Sore yang tentram, seperti anak senja pada umumnya, tiba-tiba saya teringat materi pelajaran waktu SMP dulu. Tak disangka, memori saya berputar waktu dahulu duduk di kelas mendengarkan Bu Guru berbicara tentang salah satu kesenian. Karena kebetulan saya tinggal di Cirebon, saya masih ingat Beliau bercerita dengan antusias makna dan filosofis dari Tari Topeng Cirebon.
Saya pun lantas meneliti kembali, dan sekali lagi kagum akan hebatnya pendahulu kita membangun sebuah kesenian yang sarat akan makna. Seakan tujuan akhir seni bukan hanya hiburan semata, tetapi juga nilai kehidupan yang cukup patut diaplikasikan.
Kembali ke Tari Topeng Cirebon, saya ingat Bu Guru berkata bahwa filosofi dari Tari Topeng Cirebon adalah alur kehidupan manusia dengan perkembangan watak yang berbeda, seperti kita yang melewati fase remaja hingga menjadi dewasa.
Topeng Panji yang dominan berwarna putih dan fitur wajah yang kecil menggambarkan kesucian tanpa noda, seperti bayi yang baru lahir.
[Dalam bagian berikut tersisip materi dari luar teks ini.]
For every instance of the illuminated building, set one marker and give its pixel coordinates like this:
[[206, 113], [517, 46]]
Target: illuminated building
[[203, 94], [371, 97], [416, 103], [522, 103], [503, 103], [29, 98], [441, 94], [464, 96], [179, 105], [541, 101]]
Fase kanak-kanak digambarkan dengan Topeng Samba yang memiliki gerakan lincah dan ceria. Masa remaja diwakili oleh Topeng Rumyang dengan watak terbuka dan halus.
Beralih ke Topeng Tumenggung yang menggambarkan sifat gagah, setia, dan berani dari seseorang yang dewasa. Sebaliknya, Topeng Klana menggambarkan angkara murka yang mengendalikan hawa nafsu manusia. Memang betul, bagi saya figur Topeng Klana cukup menakutkan dengan muka merah, kumis tebal, dan mata yang melotot.
Kesenian sebagai Media Diplomasi
Berdasarkan jurnal yang ditulis Lasmiyati (2011), Tari Topeng Cirebon sendiri muncul seiring dengan perkembangan agama Islam, khususnya di pulau Jawa. Sunan Gunung Jati yang kala itu dimusuhi Pangeran Welang, alih-alih melawan dengan kekerasan, beliau menggunakan kesenian sebagai jalan diplomasi.
Hasilnya, Pangeran Welang terpikat dengan penari topeng (Nyi Mas Gandasari) dan memutuskan untuk masuk Islam. Semenjak itu, Tari Topeng dikenal masyarakat dan menjadi salah satu media dakwah agama Islam.
Kesenian sebagai Media Penyebaran Agama
Tari Topeng Cirebon sendiri memiliki filosofi yang beriringan dengan nilai-nilai agama. Hal tersebut merupakan hasil dari pemikiran para Wali dalam menyebarkan Agama Islam di pulau Jawa, terutama di daerah Cirebon.
Kearifan Para Wali untuk mempertahankan budaya lama (Hindu-Budha) membuat agama Islam cukup diterima masyarakat pada kala itu.
Peralihan makna Tari Topeng Cirebon yang dapat dikatakan berhasil, menambah keyakinan saya betapa hebatnya tokoh dahulu. Penetrasi sebuah keyakinan dalam kesenian terbilang efektif untuk mencapai tujuan mereka. Bahkan, makna tersebut masih dipegang sampai sekarang (dalam hal akademik tentunya), entah di kehidupan sehari-hari.
Akhir kata, dari salah satu jurnal yang saya baca, makna sebuah kesenian bisa berubah sesuai dengan zamannya dan sesuai dengan orang yang memaknainya (Yuhanda 2019), lantas Tari Topeng Cirebon akan dimaknai seperti apa oleh kita? Terutama di era modern yang penuh distraksi dari notifikasi.